The Voluntary and Community Sector Can Light a Beacon to Hope and Change

The Voluntary and Community Sector Can Light a Beacon to Hope and Change

Given the current political and economic agenda, it is all too tempting for the voluntary and community sector to retreat into a shell of despondency, worry and introspection.

It might be not be so surprising if this were to happen. Funding, especially public sector funding, is being dramatically scaled back. Public service contracts are increasingly 'price driven', and much of public procurement is tilted in favour of the large corporate providers. Against this backdrop, demand for the sector's services is increasing as the cuts bite and public services are withdrawn. Inequality is increasing, and there are real worries about the impact of the latest phase of "welfare reforms", including the benefit cap, cuts to tax credits and the "bedroom tax".

And yet:

  • the voluntary and community sector has to be resilient and offer hope to its beneficiaries and the wider community
  • it has to be ready to challenge political and economic policies when these are damaging for its beneficiaries and communities
  • it has to be ready to offer positive alternative policies (and where appropriate, services and support) for beneficiaries and communities

Somehow, the sector has to find the confidence to lead the way in setting a different agenda based on community, solidarity, fairness, social justice, greater equality and sustainability.

Currently, the political discourse and governmental action is dominated by neo-liberal ideology, a reliance on markets, and claims that the State must be smaller, and consequently public expenditure must be cut severely, and that increased progressive taxation will simply curtail growth and long term prosperity. All of these assertions and beliefs can and should be challenged in different ways - but by whom?

I believe (as do many others, including "The Call for Action for the Common Good" a voluntary and community sector-led group), that the voluntary and community sector is well placed to argue for a change in macro and micro public policy, and to argue for a society based on the principles and values of the sector itself.

This requires the sector and those that are part of it to behave in ways that demonstrate the values it promotes. This could include paying the Living Wage (not just the minimum wage) and/or adopting good governance. It has to be ready to act where there are gaps in state provision, whilst arguing a case against the causes of these gaps and the resultant demands. The growth in food banks is an excellent example of this.

So what are the values and principles that the sector could be promoting locally and nationally?

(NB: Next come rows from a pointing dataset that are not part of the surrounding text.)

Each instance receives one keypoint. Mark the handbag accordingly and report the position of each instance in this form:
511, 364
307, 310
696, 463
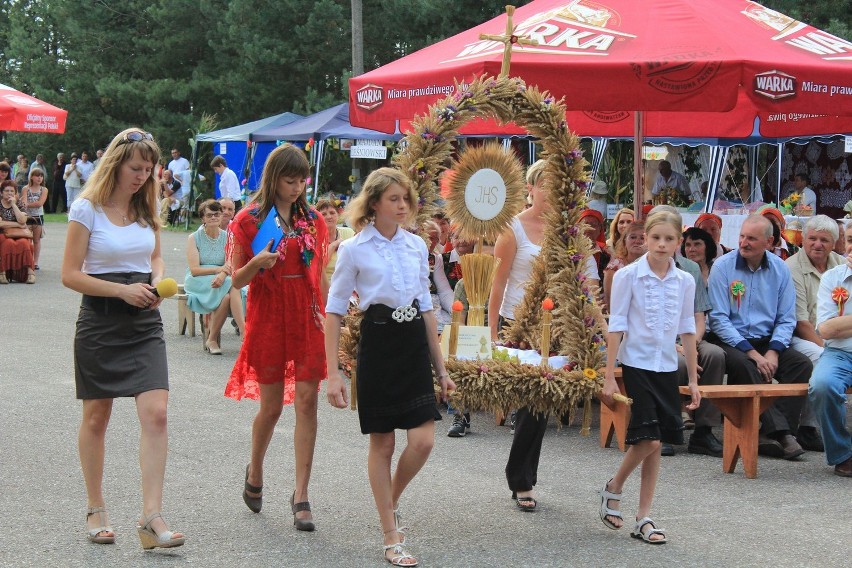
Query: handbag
18, 233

I believe that they include:

  • solidarity and the benefits for collective action and purpose
  • social coherence whilst valuing diversity
  • social justice and greater equality
  • redistribution and progressive taxation to fund public services
  • collaboration rather than an obsession with competition
  • community and a sense of both place and community of interest
  • a strong independent civil society
  • business, public, social, and voluntary and community sectors working together for the public benefit
  • good governance, transparency and accountability
  • people taking responsibility within a consensual framework of expectation, and this responsibility including responsibility towards others
  • empowering individuals and communities
  • not demonising or scapegoating others, especially minorities and the disadvantaged
  • the right of voluntary and community organisations to speak out and campaign whilst avoiding partisan politics

The voluntary and community sector has a unique ability and authority to promote these values and principles by its actions on behalf of communities and individuals - noting in passing that the power of its actions will usually be much more powerful than its exaltations.

The next few years will be very challenging and difficult for the voluntary and community sector. It will require outstanding values driven leadership at the individual organisation level, and from and within its local and national sector bodies. Leaders have to be ready to collaborate within the sector and with kindred spirits in other sectors. They must also be honest and clear about what can and what cannot be achieved; and the reasons for the current challenges and even disappointments.

The sector has to consider how it responds to the current environment. Some organisations will fall over; some will merge; some will share services and programmes; and some will reinvent themselves. What matters above all, however, is that they strive to fulfil their missions and always consider what is best for the beneficiaries and not their institutions or even at times their staff - though they should be exemplar employers. They need to guard their independence and treat contracts and funding agreements in ways that enable their independence and their voice to be protected. The sector can and should promote the power of volunteering and voluntarism but not as a substitute for effective state action. The sector requires a strong and focused state.

The sector has to play both a short and a long term game. It has to be principled and pragmatic. It has to be resolute and flexible. Above all, it has to offer hope and a vision of a society based on something better than self-interest, privilege and squalor.

Unless the sector shows optimism and offers such hope to its beneficiaries and their communities it will fail them and in so doing allow forces based on a very different set of values to dominate. It can and should light a beacon of hope and change.